Uitspraak 200202351/1


Volledige tekst

200202351/1.
Datum uitspraak: 2 april 2003

AFDELING
BESTUURSRECHTSPRAAK

Uitspraak op het hoger beroep van:

[appellant], wonend te [woonplaats],

tegen de uitspraak van de rechtbank te 's-Gravenhage van 28 februari 2002 in het geding tussen:

appellant

en

het college van gedeputeerde staten van Zuid-Holland.

1. Procesverloop

Bij besluit van 29 december 1999 heeft het college van gedeputeerde staten van Zuid-Holland (hierna: het college) op de voet van de Regeling beheersovereenkomsten en natuurontwikkeling van 9 mei 1995 (Stcrt. 1995, 95) het begrenzingenplan natuurontwikkelingsproject Binnenduinrand van Voorne (hierna: het begrenzingenplan) vastgesteld.

Bij besluit van 14 juli 2000 heeft het college het daartegen door appellant gemaakte bezwaar niet-ontvankelijk verklaard.

Bij uitspraak van 19 april 2001 heeft de rechtbank te 's-Gravenhage (hierna: de rechtbank) het daartegen door appellant ingestelde beroep gegrond verklaard, het besluit van 14 juli 2000 vernietigd en het college opgedragen met inachtneming van hetgeen in deze uitspraak is overwogen, een nieuw besluit te nemen.

Bij besluit van 30 juli 2001 heeft het college het bezwaar van appellant ongegrond verklaard.

Bij uitspraak van 28 februari 2002, verzonden op 11 maart 2002, heeft de rechtbank het daartegen door appellant ingestelde beroep ongegrond verklaard. Deze uitspraak is aangehecht.

Tegen deze uitspraak heeft appellant bij brief, bij de Raad van State ingekomen op 23 april 2002, hoger beroep ingesteld. Deze brief is aangehecht.

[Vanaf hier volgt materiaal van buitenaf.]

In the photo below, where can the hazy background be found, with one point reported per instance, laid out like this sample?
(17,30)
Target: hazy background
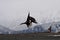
(14,12)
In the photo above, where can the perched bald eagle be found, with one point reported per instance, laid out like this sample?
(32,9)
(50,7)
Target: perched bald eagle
(29,20)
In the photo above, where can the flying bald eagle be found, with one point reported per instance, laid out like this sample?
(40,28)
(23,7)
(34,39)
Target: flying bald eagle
(29,20)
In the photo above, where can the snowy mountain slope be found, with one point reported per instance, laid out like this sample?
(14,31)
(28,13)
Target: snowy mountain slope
(43,28)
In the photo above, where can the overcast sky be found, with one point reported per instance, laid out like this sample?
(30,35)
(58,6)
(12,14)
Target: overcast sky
(14,12)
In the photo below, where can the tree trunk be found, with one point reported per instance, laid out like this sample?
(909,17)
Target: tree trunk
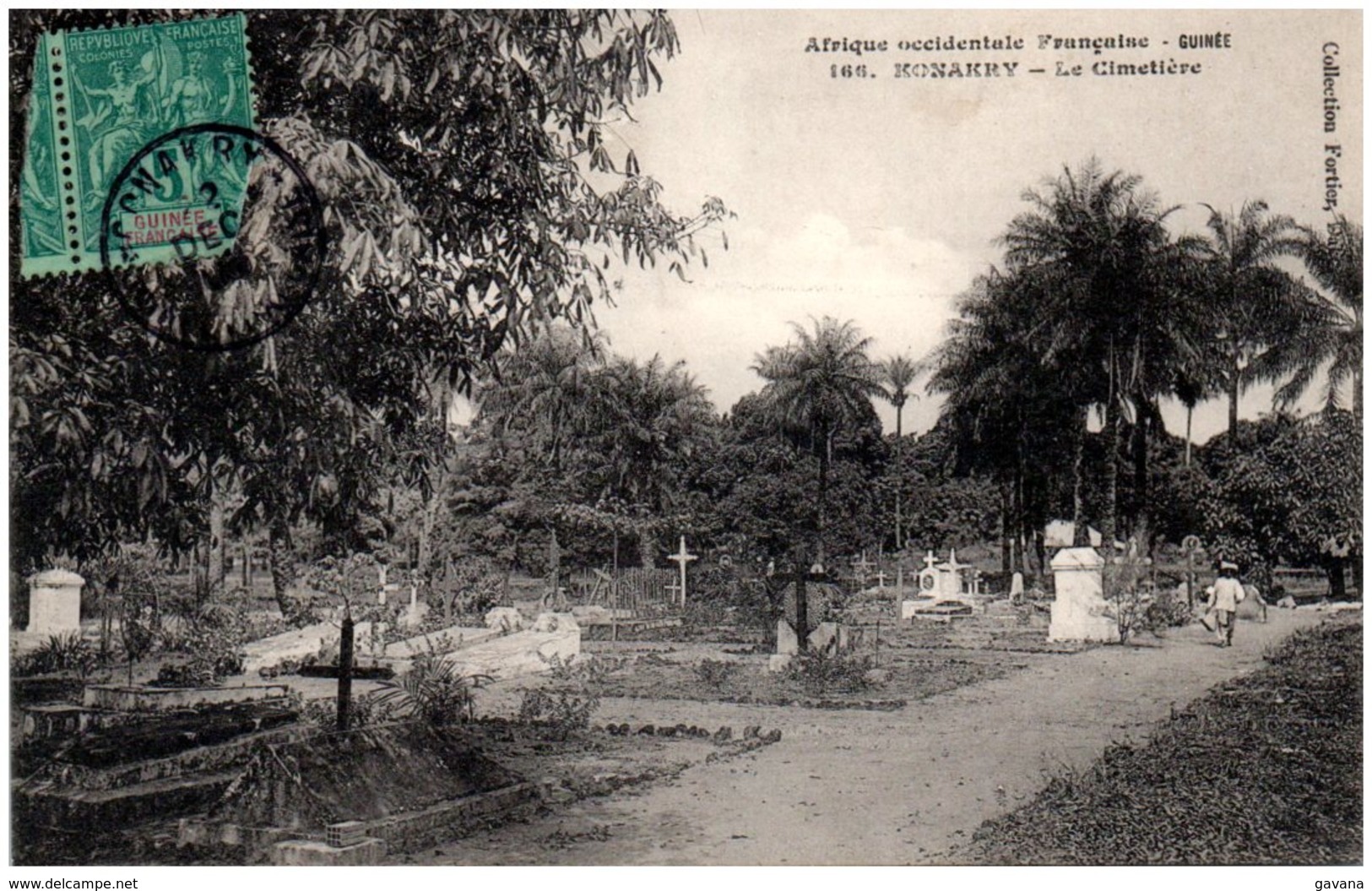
(1334,568)
(823,493)
(281,555)
(1234,401)
(428,522)
(1006,531)
(215,577)
(1141,467)
(647,546)
(900,471)
(1112,467)
(1185,462)
(801,622)
(1080,537)
(1112,474)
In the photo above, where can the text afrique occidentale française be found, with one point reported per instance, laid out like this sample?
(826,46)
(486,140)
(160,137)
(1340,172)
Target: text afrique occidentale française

Bij brief van 2 juli 2002 heeft het college van antwoord gediend.

De Afdeling heeft de zaak ter zitting behandeld op 10 februari 2003, waar appellant in persoon, en het college, vertegenwoordigd door mr. G.E. de Jong, drs. K.P. Kamminga en J.C. van Tiel, allen werkzaam bij de provincie, zijn verschenen.

2. Overwegingen

2.1. De Regeling beheersovereenkomsten en natuurontwikkeling (hierna: de Rbon) op de voet waarvan het college het begrenzingenplan heeft vastgesteld, is inmiddels – voor zover hier van belang - vervangen door de Subsidieregeling agrarisch natuurbeheer (Stcrt. 1999, 252; hierna: de Subsidieregeling, in werking getreden op 1 januari 2000).

Ingevolge artikel 94, eerste lid, van de Subsidieregeling blijft de gebiedsbegrenzing die op grond van de Rbon is vastgesteld van kracht, zolang deze niet is vervangen door een begrenzing vastgesteld op grond van de Subsidieregeling of van de Subsidieregeling natuurbeheer, dan wel tot het tijdstip waarop de begrenzingen op grond van de Rbon zijn ingetrokken. Niet in geschil is dat zodanige vervanging of intrekking van de begrenzing niet heeft plaatsgevonden.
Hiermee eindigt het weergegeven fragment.